AVB on Rents: Growth in portfolio rents is broad-based, as accelerating as we move into the peak leasing season in the second and third quarters, when over 60% of leases expire. During Q1, year-over-year growth in same-store revenues accelerated through the quarter from 3.2% in January to over 4% in March. This momentum is continuing, with April revenues projected to be up around 4.5%, driven by an average rental rate increase of 4.8% compared to April 2010. Renewal rates are continuing to escalate as well, with offers for renewal increases averaging around 7% per May lease expirations and over 8% for June expirations, up from around 5% April. For June, in Northern California, New York, New Jersey, and New England, the range is around 9 to 9.5%. Every region is experiencing acceleration and renewal increases, except the DC market, where renewal increases leveled off in the 7% range for June. As we mentioned last quarter, Seattle and Southern California had been lagging other regions in recovery.
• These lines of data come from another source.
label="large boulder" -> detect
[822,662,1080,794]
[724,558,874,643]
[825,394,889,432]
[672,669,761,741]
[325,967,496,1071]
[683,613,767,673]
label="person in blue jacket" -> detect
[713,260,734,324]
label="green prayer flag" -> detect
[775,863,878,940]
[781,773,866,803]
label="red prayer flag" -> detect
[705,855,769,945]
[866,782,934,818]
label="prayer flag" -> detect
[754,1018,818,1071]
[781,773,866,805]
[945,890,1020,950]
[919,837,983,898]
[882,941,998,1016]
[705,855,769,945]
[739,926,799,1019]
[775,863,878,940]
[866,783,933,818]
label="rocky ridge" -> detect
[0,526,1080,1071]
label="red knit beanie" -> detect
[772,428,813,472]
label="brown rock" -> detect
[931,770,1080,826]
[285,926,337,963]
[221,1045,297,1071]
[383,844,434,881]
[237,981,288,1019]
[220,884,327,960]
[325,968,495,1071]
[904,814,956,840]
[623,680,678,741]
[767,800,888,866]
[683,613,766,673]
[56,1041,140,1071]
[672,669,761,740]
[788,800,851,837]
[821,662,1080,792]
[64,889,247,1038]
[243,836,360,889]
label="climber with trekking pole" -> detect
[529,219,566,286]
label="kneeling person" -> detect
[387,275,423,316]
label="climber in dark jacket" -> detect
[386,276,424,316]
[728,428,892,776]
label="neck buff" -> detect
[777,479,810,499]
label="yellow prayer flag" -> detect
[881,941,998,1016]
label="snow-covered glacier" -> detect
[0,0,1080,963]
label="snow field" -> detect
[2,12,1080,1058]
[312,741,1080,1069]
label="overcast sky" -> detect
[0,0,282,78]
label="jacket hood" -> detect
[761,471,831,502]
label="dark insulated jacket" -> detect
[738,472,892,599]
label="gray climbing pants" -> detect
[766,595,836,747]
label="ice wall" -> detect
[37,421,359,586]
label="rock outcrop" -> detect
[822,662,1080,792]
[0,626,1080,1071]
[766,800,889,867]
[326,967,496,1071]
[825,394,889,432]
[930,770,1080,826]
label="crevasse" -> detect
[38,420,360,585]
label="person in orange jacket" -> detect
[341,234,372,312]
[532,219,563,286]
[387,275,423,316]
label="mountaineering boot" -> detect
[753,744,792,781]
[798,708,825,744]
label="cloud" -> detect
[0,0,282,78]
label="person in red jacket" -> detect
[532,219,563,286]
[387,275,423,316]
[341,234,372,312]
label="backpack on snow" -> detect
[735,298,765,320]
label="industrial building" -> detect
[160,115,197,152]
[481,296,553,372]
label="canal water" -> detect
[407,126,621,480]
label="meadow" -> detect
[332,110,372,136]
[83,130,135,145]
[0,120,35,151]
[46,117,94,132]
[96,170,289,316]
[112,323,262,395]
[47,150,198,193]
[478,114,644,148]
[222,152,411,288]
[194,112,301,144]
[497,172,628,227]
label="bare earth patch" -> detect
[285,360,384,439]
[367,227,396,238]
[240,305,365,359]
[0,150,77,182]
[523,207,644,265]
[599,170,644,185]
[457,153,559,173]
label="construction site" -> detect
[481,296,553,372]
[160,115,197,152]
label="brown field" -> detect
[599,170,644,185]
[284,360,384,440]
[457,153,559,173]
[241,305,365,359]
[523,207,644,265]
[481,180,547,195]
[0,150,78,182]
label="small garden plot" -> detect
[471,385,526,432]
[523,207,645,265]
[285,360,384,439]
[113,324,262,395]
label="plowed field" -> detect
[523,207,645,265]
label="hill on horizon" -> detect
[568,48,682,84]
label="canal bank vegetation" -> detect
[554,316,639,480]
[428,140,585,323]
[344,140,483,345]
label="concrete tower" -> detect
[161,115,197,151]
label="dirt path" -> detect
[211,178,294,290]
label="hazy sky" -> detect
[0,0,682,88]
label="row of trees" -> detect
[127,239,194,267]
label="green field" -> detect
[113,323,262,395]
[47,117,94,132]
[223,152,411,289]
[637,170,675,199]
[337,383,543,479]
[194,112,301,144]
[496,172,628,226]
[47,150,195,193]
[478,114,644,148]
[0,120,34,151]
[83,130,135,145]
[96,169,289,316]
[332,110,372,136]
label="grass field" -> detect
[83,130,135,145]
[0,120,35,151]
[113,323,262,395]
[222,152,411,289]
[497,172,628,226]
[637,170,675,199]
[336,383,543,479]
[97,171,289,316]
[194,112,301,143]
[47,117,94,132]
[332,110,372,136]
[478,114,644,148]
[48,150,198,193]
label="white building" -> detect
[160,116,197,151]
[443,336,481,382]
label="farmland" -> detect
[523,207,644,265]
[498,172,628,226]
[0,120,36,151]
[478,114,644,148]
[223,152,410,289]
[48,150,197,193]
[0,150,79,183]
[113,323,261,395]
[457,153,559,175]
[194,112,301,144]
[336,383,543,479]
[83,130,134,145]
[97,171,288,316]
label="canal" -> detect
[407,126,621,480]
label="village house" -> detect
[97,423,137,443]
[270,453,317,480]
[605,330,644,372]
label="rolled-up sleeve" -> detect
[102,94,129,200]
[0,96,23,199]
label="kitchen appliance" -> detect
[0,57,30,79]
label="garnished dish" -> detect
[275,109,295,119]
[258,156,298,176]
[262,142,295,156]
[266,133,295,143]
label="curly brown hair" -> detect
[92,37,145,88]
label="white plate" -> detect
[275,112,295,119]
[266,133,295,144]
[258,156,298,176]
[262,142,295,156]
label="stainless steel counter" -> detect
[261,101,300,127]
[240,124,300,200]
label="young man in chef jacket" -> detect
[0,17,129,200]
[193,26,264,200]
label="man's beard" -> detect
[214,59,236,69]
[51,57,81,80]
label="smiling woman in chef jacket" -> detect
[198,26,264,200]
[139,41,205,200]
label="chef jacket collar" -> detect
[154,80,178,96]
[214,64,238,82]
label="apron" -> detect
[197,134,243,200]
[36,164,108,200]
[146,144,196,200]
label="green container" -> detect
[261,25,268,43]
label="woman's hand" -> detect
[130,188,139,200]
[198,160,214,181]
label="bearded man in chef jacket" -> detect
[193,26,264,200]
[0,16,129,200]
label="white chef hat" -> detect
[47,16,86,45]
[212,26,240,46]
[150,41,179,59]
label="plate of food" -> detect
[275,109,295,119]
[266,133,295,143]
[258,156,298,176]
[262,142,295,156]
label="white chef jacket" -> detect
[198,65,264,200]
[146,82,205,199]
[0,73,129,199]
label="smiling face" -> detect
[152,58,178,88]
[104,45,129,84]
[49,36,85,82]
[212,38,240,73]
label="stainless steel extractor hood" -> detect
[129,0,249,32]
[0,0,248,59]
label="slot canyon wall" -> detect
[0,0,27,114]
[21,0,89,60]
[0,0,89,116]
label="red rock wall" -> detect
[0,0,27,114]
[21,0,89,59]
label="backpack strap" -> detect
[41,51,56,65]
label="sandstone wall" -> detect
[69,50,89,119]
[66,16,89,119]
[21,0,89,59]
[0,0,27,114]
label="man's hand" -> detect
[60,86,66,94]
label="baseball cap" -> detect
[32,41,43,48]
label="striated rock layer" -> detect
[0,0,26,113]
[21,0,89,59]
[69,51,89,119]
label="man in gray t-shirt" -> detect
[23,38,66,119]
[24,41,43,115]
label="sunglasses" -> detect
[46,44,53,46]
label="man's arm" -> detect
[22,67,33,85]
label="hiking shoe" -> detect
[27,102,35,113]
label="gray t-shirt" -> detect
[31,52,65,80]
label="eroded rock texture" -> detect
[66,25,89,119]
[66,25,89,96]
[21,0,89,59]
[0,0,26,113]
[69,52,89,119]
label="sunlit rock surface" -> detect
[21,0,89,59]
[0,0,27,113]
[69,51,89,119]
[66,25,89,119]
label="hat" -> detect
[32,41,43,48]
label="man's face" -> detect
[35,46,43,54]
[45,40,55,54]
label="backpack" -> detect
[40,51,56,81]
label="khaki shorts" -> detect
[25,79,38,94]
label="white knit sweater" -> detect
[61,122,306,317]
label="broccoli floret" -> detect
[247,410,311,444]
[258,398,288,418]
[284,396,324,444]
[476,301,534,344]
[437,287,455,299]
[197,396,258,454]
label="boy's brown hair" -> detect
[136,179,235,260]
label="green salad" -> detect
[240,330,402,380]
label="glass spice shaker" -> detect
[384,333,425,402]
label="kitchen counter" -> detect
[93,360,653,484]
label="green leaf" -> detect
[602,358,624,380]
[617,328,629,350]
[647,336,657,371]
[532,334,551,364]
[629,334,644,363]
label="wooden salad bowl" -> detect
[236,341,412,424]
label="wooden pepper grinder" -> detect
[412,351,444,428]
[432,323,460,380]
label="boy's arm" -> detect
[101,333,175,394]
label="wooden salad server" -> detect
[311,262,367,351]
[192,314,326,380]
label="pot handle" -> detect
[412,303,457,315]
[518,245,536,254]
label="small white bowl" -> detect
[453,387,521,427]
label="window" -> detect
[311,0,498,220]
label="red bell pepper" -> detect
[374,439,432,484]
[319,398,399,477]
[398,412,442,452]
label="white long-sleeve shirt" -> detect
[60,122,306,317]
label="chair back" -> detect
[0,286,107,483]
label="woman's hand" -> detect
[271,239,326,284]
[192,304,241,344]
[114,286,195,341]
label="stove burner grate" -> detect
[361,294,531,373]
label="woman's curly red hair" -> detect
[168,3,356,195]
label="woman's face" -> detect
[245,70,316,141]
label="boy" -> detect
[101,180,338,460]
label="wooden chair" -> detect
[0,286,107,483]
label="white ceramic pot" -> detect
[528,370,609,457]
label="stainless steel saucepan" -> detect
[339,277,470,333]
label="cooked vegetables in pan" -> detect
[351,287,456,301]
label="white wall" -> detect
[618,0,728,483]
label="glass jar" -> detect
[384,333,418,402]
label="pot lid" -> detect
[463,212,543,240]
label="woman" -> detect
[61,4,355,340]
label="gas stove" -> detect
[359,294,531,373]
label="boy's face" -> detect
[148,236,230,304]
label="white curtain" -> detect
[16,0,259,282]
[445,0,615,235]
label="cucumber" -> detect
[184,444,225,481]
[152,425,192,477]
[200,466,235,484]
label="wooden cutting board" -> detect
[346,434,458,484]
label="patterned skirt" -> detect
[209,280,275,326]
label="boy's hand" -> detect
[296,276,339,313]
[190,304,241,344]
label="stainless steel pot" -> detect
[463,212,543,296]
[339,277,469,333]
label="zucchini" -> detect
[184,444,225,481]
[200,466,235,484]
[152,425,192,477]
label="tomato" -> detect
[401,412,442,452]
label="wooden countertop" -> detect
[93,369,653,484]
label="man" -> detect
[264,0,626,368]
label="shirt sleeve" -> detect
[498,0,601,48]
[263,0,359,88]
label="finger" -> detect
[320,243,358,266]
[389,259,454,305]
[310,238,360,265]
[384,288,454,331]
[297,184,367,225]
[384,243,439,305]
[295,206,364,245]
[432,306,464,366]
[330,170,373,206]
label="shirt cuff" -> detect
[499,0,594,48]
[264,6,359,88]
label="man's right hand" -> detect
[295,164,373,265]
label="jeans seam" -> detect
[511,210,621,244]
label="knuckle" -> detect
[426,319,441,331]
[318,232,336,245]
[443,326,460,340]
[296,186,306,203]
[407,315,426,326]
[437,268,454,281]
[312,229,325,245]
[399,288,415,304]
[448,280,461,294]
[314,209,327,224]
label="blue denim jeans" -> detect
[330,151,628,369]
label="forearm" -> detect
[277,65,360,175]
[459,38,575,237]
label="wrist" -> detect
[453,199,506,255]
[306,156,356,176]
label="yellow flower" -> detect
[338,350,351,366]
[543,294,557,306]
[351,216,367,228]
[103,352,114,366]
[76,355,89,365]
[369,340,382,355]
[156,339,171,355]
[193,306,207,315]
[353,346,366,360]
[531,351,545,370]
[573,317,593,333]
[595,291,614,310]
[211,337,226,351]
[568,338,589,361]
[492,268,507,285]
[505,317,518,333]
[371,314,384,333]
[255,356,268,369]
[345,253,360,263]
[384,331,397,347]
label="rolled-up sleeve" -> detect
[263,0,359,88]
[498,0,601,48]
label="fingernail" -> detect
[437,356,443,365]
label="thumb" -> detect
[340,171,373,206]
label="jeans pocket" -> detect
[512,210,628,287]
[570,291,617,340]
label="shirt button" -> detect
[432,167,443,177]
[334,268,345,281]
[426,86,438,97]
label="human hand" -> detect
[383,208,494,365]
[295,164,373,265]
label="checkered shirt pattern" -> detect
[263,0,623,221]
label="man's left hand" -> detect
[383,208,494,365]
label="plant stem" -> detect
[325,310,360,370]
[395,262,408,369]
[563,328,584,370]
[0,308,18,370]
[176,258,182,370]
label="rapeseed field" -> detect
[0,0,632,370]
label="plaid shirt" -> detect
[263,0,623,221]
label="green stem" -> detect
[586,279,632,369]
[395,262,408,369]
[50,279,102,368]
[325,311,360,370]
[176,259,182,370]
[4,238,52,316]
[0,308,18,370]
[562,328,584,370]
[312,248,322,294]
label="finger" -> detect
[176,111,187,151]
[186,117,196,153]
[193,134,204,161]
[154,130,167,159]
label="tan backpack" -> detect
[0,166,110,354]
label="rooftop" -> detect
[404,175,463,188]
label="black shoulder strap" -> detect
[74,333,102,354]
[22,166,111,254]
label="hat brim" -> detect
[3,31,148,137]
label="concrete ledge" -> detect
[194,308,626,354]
However, during Q1, these regions began to recover as they posted the highest levels of sequential rent growth for new leases over the quarter. Over the last three months alone, new lease rents, which are a blend of new move-ins and renewals, have risen in Seattle and Southern California by 9.5% and 6.5% respectively. Both of these regions have been helped by positive job growth over the last six months. With the recent improvement in Seattle and Southern California, every region is now experiencing improving performance. As the year progresses, we expect that the West Coast markets will continue to accelerate at a faster rate than the East Coast, although every region should continue to experience a healthy rate of growth.


Analyst: I just was wondering if you're seeing any pressure from rental housing?

AVB: We're not seeing anything new, any new pressure from rental housing. If you're alluding to, like, a gray market. If anything, we're seeing the gray market pull back. Whereas a year ago, I would have said there were certain submarkets where we saw more gray market activity. As I speak to the people that run the various regions, we're actually seeing less competition from that, that rental housing stock.

Analyst: What is the main reason moveouts are saying right now?

AVB: The top reason for move out that we're experiencing is when people are just relocating. But it's right consistent with historic averages. You know, as Bryce indicated, home purchase is an area where it's changed, where we're well under historic averages. And then related to rent increase or financial reasons, that's up. And that's up to around 14%, where it's typically run 8 to 10%.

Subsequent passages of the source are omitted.